Posted by John Weidner at 12:07 PM

A little tale to tease our thoughts...



Willis Eschenbach pulls a fast one to make a point which I suspect is valid. Under the radar – the NAS Report | Watts Up With That? This is the end of his piece, so it's a spoiler. Sorry...

...Now, why is the speed of a Cray-1 computer relevant to the NAS report I quoted from above?

It is relevant because as some of you may have realized, the NAS report I quoted from above is called the "Charney Report". As far as I know, it was the first official National Academy of Science statement on the CO2 question. And when I said it was a "recent report", I was thinking about it in historical terms. It was published in 1979.

Here's the bizarre part, the elephant in the climate science room. The Charney Report could have been written yesterday. AGW supporters are still making exactly the same claims, as if no time had passed at all. For example, AGW supporters are still saying the same thing about the clouds now as they were back in 1979—they admit they don't understand them, that it's the biggest problem in the models, but all the same but they're sure the net feedback is positive. I'm not sure clear that works, but it's been that way since 1979.

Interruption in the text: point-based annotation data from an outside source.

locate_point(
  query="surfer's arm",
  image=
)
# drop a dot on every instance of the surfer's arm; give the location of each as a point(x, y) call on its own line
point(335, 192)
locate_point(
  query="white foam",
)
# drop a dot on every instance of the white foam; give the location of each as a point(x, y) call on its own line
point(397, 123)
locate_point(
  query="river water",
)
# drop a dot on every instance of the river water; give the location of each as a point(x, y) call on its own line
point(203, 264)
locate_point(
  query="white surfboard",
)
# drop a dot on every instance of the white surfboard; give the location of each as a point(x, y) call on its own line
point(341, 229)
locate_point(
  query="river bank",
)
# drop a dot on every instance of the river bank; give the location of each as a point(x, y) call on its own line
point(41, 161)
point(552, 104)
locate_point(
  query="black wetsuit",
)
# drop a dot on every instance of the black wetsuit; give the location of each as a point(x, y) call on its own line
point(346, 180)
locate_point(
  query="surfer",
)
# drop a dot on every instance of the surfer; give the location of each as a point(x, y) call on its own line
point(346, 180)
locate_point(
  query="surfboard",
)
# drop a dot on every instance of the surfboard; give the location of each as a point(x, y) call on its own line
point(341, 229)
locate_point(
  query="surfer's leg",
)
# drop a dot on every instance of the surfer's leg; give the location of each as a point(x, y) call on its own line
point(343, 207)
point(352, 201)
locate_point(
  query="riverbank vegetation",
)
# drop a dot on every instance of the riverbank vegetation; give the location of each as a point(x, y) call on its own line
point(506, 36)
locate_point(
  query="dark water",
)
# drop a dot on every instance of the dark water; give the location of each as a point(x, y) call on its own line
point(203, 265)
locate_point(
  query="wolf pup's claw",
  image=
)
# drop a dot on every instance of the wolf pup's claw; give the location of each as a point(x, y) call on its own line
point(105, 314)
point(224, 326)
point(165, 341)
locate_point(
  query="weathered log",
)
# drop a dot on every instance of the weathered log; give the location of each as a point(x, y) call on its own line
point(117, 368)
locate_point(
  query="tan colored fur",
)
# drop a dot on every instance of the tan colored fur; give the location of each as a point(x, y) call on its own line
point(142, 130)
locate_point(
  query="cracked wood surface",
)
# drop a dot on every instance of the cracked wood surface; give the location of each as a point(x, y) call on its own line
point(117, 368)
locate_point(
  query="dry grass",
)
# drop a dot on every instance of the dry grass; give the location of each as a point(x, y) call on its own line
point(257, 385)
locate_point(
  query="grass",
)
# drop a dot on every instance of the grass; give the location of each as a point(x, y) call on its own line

That's the oddity to me—when you read the Charney Report, it is obvious that almost nothing of significance has changed in the field since 1979. There have been no scientific breakthroughs, no new deep understandings. People are still making the same claims about climate sensitivity, with almost no change in the huge error limits. The range still varies by a factor of three, from about 1.5 to about 4.5°C per doubling of CO2....

How can we understand this stupendous lack of progress, a third of a century of intensive work with very little to show for it?

For me, there is only one answer. The lack of progress means that there is some fundamental misunderstanding at the very base of the modern climate edifice. It means that the underlying paradigm that the whole field is built on must contain some basic and far-reaching theoretical error...
Posted by John Weidner at 9:06 AM | Comments (2)

March 6, 2012

Nothing to hit back at...

Stop global warming sign covered with snow

From an essay by Pointman, on the Gleick affaire, The Climate Wars:

...The problem the alarmists had, was that there was never anything substantial to hit back at. They had the equivalents of the big guns and the massive air support but there never was a skeptic HQ to be pounded, no big central organisation, no massed ranks of skeptic soldiers or even any third-party backing the resistance. Every one of the skeptics was a lone volunteer guerilla fighter, who needed absolutely no logistical support of any kind to continue the fight indefinitely. The alarmists never understood this, preferring to think that there simply had to be some massive hidden organisation orchestrating the resistance...


...When you look at the Fakegate scandal in the light of the history of the war, the reactions of both sides reflects the nature of the combatants it produced. On the day the material was published, the realists knew something concrete straight away while the alarmists fervently hoped they had something concrete. We knew it was suspect whereas they hoped it was true.

We knew it was suspect because we each knew there was no massive hidden organisation controlling and backing our efforts and there never has been either. Given that fact, the forensics began and that’s why nothing much happened on the skeptic side in immediate response to the publication. Within a few days, in a collective effort using writing style and IT analysis skills that would have put the best forensic lab in the world to shame, the identity thief had been tracked down and the faked material exposed.

The NY Times, with all its resources, went into print on it using several reporters and didn’t once get in touch with the Heartland Institute, not even to get a quote. The DeSmogBlog published within an hour of receipt, again, with absolutely no attempt to verify the material. They abandoned all pretence of journalistic professionalism, because they thought they’d finally found that elusive big target they’d always believed in and hunted so desperately and proceeded to flatten it with all their firepower....

I keep hoping my checks from Big Oil will arrive. But 'till then I'm just another "lone volunteer guerilla fighter." Albeit a very minor one.